Les erreurs majeures des Américains au lendemain de la chute de Bagdad ont contribué à plonger l'Irak dans l'insécurité quasi totale. Le démantèlement des forces armées, des services de renseignement et de la police de l'Irak a été une erreur stratégique. En faisant cela, les Américains ont instantanément créé des millions de mécontents. En laissant se poursuivre le pillage des ministères, des banques, des hôpitaux, des universités et d'autres institutions vitales pour le fonctionnement normal de l'Irak post-Saddam Hussein, les Américains se sont tiré dans le pied. Ils ont permis que germent la violence, l'anarchie et l'insécurité qui ravagent la société irakienne.

Effets salutaires

L'invasion a également eu des retombées positives. La fin de la dictature sanguinaire, la création d'un certain espace d'expression libre, le «printemps de Bagdad», la reconnaissance écrite des droits des Kurdes et d'autres minorités, de ceux des femmes et de la majorité ne peuvent que contribuer à l'épanouissement du peuple irakien meurtri.
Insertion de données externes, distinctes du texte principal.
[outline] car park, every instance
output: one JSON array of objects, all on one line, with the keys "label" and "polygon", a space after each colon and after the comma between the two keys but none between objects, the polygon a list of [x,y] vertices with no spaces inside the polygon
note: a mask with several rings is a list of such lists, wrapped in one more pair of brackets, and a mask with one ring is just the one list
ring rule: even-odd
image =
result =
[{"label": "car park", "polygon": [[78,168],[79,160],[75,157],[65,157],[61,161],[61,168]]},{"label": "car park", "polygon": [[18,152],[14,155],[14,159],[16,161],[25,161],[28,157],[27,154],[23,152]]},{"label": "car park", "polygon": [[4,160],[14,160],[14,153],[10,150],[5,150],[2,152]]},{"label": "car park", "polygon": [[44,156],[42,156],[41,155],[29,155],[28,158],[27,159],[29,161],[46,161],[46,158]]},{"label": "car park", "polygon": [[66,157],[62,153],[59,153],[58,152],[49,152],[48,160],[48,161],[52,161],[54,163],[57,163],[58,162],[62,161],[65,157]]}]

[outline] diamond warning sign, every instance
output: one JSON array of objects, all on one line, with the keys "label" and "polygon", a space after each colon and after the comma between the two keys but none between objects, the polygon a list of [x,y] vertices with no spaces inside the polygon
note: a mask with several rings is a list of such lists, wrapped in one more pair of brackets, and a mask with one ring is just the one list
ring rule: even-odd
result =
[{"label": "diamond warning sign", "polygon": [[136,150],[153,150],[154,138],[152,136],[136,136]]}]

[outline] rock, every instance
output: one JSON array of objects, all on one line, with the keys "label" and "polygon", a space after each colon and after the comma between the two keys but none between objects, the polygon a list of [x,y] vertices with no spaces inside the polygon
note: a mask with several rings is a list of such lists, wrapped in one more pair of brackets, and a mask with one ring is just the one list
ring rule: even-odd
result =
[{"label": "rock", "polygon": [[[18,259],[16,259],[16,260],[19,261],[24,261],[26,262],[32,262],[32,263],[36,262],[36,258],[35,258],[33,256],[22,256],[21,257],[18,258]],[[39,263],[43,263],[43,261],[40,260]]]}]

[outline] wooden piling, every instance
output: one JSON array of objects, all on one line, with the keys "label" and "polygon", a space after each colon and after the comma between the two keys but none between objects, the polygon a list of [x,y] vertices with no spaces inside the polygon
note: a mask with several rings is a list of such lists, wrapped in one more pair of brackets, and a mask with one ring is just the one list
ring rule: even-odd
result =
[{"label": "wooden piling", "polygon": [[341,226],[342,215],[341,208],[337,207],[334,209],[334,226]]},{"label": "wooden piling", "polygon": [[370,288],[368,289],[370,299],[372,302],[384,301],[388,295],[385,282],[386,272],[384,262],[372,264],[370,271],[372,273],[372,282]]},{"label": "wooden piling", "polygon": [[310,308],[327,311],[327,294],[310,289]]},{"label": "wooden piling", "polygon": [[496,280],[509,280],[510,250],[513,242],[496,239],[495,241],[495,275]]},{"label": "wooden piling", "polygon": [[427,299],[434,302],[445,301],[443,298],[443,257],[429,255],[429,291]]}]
Le changement de régime à Bagdad a aussi des effets secondaires salutaires dans certains coins du Moyen-Orient. Les gouvernements conservateurs dans la région sont ainsi forcés d'introduire des changements modestes dans leurs façons de traiter les peuples. Même si les interventions passées et actuelles des États-Unis dans les régions du Tiers-Monde démontrent leur irrespect pour les valeurs démocratiques et leur soutien aux dictatures, le contexte mondial de l'après-11 septembre 2001 et la rhétorique de démocratisation obligent les régimes corrompus du Moyen-Orient à réagir.

Cependant, la continuation de l'occupation des territoires arabes par Israël et le traitement infligé au peuple palestinien diminuent grandement la portée du discours réconciliant de Washington. La résolution du conflit israélo-palestinien (israélo-arabe par extension) bouleverserait les données régionales et l'image américaine dans le monde arabo-musulman. Le peuple israélien sera l'autre gagnant d'un tel développement.

Les États-Unis ont tout intérêt à freiner l'ardeur des néoconservateurs au pouvoir à Washington et à ne pas poursuivre une politique de changement de régime au Moyen-Orient. Aller en Irak avant de stabiliser l'Afghanistan était une erreur fondamentale. Mais il semble que les administrations américaines n'apprennent pas des leçons des conflits qu'elles ont déclenchés par le passé. Ce qui importe n'est pas de multiplier les interventions militaires; le plus important, c'est leur résultat.